Don Simon began by insisting on the folly of their wishing to be all alike: he had only brought with him enough for one; and oh, my wounded sensibility! this was not love, but a piece of scarlet pelisse cloth, which was very scarce in the country, but which, by dint of his influence in the line, together with the alacrity which he always manifested in doing a kindness, he had contrived to procure in fulfilment of a commission given to him by the elder young lady. The discussion, however, which ensued was not without its interest: the colour, quality, width, and quantity of the fabric which was to make their pelisses was discussed with an order and pertinacity which were justified by the importance of the subject.
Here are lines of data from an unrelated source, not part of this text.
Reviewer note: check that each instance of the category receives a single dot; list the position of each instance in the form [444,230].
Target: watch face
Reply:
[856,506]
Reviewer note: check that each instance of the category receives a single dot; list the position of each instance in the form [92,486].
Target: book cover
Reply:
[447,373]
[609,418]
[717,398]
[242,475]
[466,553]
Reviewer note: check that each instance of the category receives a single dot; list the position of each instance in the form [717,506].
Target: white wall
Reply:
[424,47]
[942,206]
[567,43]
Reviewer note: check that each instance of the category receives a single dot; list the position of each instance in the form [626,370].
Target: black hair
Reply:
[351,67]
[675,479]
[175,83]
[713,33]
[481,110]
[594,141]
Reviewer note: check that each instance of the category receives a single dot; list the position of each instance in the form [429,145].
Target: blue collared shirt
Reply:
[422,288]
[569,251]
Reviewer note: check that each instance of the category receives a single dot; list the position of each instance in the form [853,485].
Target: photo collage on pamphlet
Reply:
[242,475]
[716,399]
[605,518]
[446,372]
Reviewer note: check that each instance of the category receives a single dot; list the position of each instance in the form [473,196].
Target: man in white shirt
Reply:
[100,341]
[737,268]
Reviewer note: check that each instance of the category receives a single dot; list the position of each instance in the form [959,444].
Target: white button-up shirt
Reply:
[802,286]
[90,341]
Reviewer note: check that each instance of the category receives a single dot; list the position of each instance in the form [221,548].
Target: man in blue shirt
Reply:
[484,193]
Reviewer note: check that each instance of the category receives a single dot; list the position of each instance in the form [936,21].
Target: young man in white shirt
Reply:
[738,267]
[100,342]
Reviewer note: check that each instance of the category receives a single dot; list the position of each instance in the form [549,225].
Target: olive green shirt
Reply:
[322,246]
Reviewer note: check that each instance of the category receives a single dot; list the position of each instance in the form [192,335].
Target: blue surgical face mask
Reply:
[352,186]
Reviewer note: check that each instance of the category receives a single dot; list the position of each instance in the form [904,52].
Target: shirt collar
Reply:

Some blue cloth might be obtained, perhaps, at Guatemala, but then the pelisse which was already purchased was English, and it was finally resolved, to the satisfaction of all parties, but especially of Don Simon, who had carried his point, as he seemed determined to do, from the beginning, with the elder daughter, that, as the piece of scarlet cloth could not be matched, they should await the arrival of the next vessel from England which might bring them a fresh importation of that, to them so indispensable, article of British manufacture.